Es gilt neue und zusätzliche Einnahmemöglichkeiten zu nutzen und Umsätze aus den Vorteilen des stationären Handels wie dem direkten Kundenkontakt und des praktischen Wissens, um Handelsprozesse zu erzielen. Retail-as-a-Service bietet den stationären Händlern genau diese Chance. Für die Bereitstellung der Ladenfläche generieren die Stores eine monatliche oder erfolgsabhängige Gebühr von den Marken und Herstellern und können damit ihre Abhängigkeit von den reinen Produktverkäufe reduzieren.
Zusätzlich sorgt ein regelmäßiger Wechsel des Sortiments für Abwechslung. Dieser kann sich positiv auf die Besucherzahlen des Ladens auswirken, da spannende und interessant dargestellte Produkte das Interesse der Kundschaft wecken und einen Besuch zu einem Erlebnis werden lässt.

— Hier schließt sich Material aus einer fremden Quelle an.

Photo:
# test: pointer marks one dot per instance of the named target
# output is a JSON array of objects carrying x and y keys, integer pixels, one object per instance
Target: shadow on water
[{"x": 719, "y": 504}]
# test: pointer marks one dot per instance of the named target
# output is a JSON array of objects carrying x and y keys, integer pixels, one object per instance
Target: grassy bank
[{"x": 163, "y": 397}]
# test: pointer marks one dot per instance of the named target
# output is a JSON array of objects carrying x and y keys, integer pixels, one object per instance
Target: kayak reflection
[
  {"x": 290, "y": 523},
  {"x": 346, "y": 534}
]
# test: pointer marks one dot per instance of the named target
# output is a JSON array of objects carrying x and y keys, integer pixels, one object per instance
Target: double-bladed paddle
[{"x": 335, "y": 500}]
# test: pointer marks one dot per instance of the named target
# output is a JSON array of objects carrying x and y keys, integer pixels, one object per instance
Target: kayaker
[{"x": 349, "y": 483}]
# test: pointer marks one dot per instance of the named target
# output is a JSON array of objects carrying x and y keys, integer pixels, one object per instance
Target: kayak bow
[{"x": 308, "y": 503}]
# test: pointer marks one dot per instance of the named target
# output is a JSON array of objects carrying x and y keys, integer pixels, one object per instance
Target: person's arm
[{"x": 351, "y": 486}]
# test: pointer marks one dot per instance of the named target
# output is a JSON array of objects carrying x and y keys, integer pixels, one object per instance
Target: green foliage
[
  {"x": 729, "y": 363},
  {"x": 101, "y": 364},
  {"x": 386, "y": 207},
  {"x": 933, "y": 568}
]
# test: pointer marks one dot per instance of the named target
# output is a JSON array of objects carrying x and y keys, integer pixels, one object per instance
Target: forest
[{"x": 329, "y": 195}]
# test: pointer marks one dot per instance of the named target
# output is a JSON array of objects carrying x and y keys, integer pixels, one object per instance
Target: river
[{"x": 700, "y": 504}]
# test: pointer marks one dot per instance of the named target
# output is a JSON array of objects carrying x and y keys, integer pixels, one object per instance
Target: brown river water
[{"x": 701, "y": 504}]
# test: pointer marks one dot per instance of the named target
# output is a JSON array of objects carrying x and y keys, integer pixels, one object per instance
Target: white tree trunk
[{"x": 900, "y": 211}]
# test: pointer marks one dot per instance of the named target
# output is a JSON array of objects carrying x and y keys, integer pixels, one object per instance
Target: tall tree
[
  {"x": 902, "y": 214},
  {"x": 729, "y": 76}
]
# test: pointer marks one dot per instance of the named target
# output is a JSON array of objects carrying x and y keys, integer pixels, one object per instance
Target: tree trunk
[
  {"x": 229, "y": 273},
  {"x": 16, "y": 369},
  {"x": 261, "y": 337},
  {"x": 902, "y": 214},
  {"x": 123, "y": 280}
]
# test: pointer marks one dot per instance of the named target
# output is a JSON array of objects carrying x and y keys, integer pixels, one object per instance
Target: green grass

Klassische Retailer müssen ihren starren Fokus auf den Verkauf von Produkten überdenken und offen für neue Geschäftskonzepte sein. Der Preisdruck dürfte auch zukünftig nicht geringer werden und erfordert von den stationären Händlern das Besinnen auf ihr Alleinstellungsmerkmal. Dieses ist der Service und die Möglichkeit, die Ware dem Kunden greifbar zu machen. Der unmittelbare Kundenkontakt ist für Unternehmen eine wertvolle Chance, für die sie bereit sind Mieten oder Umsatzbeteiligungen an die stationären Händler zu zahlen.
Retail-as-a-Service ist ein Konzept, das in den Startlöchern und aufgrund seines enormen Potenzials in Zukunft eine weiter wachsende Rolle spielen wird. Für den Retail als auch den Markeninhaber bietet das Konzept mit einer ganz neuen Art zu denken eine tolle Chance auf das geänderte Kaufverhalten zu reagieren.